A new stage in France’s case against X
French prosecutors have escalated their investigation into Elon Musk and his companies by opening a criminal investigation into Musk, X, xAI, and former X chief executive Linda Yaccarino. The move follows a preliminary process that included a raid on X’s Paris office and voluntary summonses for Musk and Yaccarino to appear for questioning in April. They did not appear.
That failure has now raised the stakes. Prosecutors are seeking to compel testimony with the threat of criminal charges if the summonses are again ignored. In French procedure, this does not mean the case is finished. It does mean it has entered a more serious and more formal phase.
What French authorities are investigating
The case concerns several categories of alleged illegal content on X. According to the source, the investigation involves sexual images of minors, Grok’s dissemination of Holocaust-denial claims, and sexually explicit deepfakes. French prosecutors said the case is intended to uphold the law and protect people who have been victims of criminal offenses both online and in real life.
That framing is important because it positions the matter as broader than platform moderation policy. France is treating the platform and associated entities as potentially accountable in a criminal context tied to harmful or unlawful dissemination.
The source also notes that X had previously refused to comply with a court order to hand over its algorithm, according to Le Monde. That detail suggests the dispute is not limited to content incidents alone. It also touches enforcement leverage, transparency, and whether authorities can obtain the information they say they need to investigate the platform’s operation.
Why the summons issue matters
The ignored summonses appear to have played a major role in the escalation. Earlier requests for questioning were described as voluntary. Prosecutors are now moving toward a process in which noncompliance can trigger more serious consequences. French prosecutors said they asked investigating judges to charge X Corp., xAI, Musk, and Yaccarino by summoning them for that purpose and gathering their comments, or, failing that, by issuing what Le Monde described as a warrant equivalent to an indictment.

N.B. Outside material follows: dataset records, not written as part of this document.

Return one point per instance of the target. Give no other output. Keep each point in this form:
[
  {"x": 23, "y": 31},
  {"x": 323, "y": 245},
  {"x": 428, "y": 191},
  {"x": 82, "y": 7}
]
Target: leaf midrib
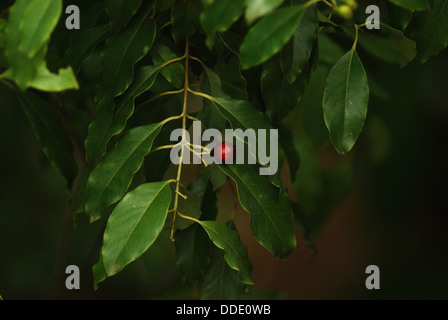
[
  {"x": 256, "y": 198},
  {"x": 121, "y": 165},
  {"x": 137, "y": 222}
]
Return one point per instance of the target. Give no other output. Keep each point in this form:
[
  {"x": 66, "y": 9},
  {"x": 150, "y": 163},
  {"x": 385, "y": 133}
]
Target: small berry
[{"x": 223, "y": 152}]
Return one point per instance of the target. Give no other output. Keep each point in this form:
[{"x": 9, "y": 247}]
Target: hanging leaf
[
  {"x": 46, "y": 81},
  {"x": 297, "y": 52},
  {"x": 406, "y": 48},
  {"x": 235, "y": 251},
  {"x": 281, "y": 96},
  {"x": 220, "y": 282},
  {"x": 120, "y": 12},
  {"x": 345, "y": 101},
  {"x": 123, "y": 50},
  {"x": 82, "y": 45},
  {"x": 270, "y": 219},
  {"x": 185, "y": 16},
  {"x": 193, "y": 252},
  {"x": 173, "y": 73},
  {"x": 51, "y": 134},
  {"x": 134, "y": 225},
  {"x": 41, "y": 17},
  {"x": 259, "y": 8},
  {"x": 108, "y": 124},
  {"x": 270, "y": 34},
  {"x": 431, "y": 30},
  {"x": 219, "y": 16},
  {"x": 110, "y": 180},
  {"x": 418, "y": 5}
]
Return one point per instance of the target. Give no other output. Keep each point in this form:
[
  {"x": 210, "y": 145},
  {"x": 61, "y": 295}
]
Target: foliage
[{"x": 248, "y": 63}]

From an enforcement perspective, this is a test case in two directions. First, it asks how far a national prosecutor is willing to go in pursuing one of the world’s most prominent platform owners. Second, it tests whether a global technology operator can continue resisting cooperation once the matter moves from preliminary inquiry into criminal procedure.
The case may still run for a long time
Even with the escalation, the path ahead may be lengthy. The source notes that in France, once preliminary charges have been filed, an investigating magistrate conducts an investigation that can last months or years before deciding whether to send the accused to trial or drop the case.
That means the development is significant less because it resolves the dispute and more because it locks the dispute into a more consequential legal track. The names involved make the story highly visible, but the underlying legal question reaches beyond one owner or one platform. It goes to how European authorities are prepared to pursue platform accountability when alleged illegal content, algorithmic opacity, and cross-border corporate power collide.
What this signals for the broader tech sector
For large digital platforms, the French move is a reminder that regulatory and legal pressure in Europe can evolve into criminal exposure when authorities believe cooperation has broken down. The investigation now covers not just the social platform X, but also xAI and named executives. That widens the scope of potential scrutiny and suggests prosecutors are willing to treat platform operations and AI-linked outputs as part of the same enforcement picture.
For Musk, the immediate issue is no longer only reputational or political. It is procedural and legal. For the wider tech sector, the message is that ignoring summonses in a live European investigation may intensify, not defuse, the situation.
The outcome is still uncertain. The new phase, however, is clear. France has moved beyond warning shots. It is now using criminal procedure to force the next response.